含蓄もなく、滋味もなく、大きな事件も起こらない、自分のあやふやな記憶の中の日々と人々とを散漫に思い出して書きます。

ユーコさんのことと書道のこと

大学3年のときだっただろうか。ユーコさんという女性と知り合った。彼女は僕の2つ下の後輩で、書道を学んでいた。聞けば、高校時代から書を勉強していたという。

 

彼女が新潟出身だと聞いたとき、彼女の白い肌と華奢な体に、その出身地はぴったりだなと、ひとり腑に落ちていた。そこに一度も訪れたことの無い僕にとって、新潟はしんと静まり返った白い雪景色のイメージしかなかった。

 

僕は小学校の頃、字が上手くなりたいと強く思っていた時期があって、習字をやっている人に憧れを感じていた。飲み会でユーコさんと一緒になったとき、僕はそういった憧れと好奇心から、とにかく色々な質問をぶつけた。中国の書家についてだとか、好きな詩歌はなにかとか、書体や墨の種類についてだとか。

 

友人の家を会場にして何人かで飲んでいたので、筆ペンとコピー用紙を持ち出してきて、自分の名前を書いてもらったり、いくつかの書体を書いてもらった。いつしか飲み会は、まるで書道教室のようになっていた。

 

少し灯りを落とした6畳の部屋で、彼女の手は白魚のように瑞々しく紙の上を泳ぐ。一本いっぽんの筆運びに見とれていると、いつの間にか字が形を成している。

 

「とめ」や「はね」を書くときは、ぐっと紙を押さえたり、すっと筆が流れたりと、書く人の動き・意思のようなものが感ぜられる。しかし、次の画へ移るときの、あの筆が紙から離れる間は、その動きや意思のようなものがないように見える。画から画へのストロークがあまりにも自然すぎて、まるで筆が勝手に動いているようなのである。全く見ていて飽きがこない。

 

何枚か紙を書き潰してから、何気なく彼女が言ったことが、酔いの回った頭に不思議と残っている。

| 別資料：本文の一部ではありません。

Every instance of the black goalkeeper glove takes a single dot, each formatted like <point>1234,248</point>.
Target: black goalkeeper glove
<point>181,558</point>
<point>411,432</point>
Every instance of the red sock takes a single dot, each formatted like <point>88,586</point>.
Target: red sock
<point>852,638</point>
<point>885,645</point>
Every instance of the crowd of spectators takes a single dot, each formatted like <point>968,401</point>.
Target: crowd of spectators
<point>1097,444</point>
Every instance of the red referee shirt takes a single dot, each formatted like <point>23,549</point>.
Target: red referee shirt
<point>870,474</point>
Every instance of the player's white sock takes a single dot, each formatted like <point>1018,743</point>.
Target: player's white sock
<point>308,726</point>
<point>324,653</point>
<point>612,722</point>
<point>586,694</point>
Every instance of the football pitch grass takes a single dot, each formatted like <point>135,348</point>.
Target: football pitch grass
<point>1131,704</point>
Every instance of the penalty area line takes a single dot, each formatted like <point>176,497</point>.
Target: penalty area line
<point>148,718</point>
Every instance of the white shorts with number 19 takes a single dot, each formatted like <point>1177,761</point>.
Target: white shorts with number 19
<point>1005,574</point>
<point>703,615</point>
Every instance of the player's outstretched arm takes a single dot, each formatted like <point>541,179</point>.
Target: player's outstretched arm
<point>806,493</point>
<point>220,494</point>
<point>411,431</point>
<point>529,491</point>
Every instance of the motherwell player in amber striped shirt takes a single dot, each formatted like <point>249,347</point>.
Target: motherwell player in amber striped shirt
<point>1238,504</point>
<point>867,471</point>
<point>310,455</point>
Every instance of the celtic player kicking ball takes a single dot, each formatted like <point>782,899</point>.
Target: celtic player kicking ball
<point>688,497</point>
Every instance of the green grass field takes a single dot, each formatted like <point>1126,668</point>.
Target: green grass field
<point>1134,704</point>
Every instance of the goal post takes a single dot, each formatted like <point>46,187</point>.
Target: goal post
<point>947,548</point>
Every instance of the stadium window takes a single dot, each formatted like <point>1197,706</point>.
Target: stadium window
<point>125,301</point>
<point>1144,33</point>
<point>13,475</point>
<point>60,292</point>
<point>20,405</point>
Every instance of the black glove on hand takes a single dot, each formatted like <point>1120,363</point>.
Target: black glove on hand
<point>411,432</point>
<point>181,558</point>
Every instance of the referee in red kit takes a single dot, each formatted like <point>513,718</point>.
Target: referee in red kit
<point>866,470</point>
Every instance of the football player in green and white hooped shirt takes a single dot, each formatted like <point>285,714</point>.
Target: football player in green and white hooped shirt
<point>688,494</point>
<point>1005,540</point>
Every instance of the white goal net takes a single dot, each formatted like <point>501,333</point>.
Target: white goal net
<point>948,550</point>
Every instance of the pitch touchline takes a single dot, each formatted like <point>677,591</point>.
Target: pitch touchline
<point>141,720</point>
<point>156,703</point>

「上手いけれど書を始めたばかり、という人は、ただ筆で紙を“撫でる”みたいなんです。私が好きなのは、前の字の流れを受けて、筆と墨が紙に“刺さる”瞬間なんです。」

なるほど確かに、彼女の筆の動きの、あのしなやかな強さには、「刺さる」という言葉がふさわしい気がする。「刺す」ではなく「刺さる」なのだ。

そして、「穿つ」でも「突く」でも「貫く」でもないところに言葉の妙があり、彼女の書に対する美学がある。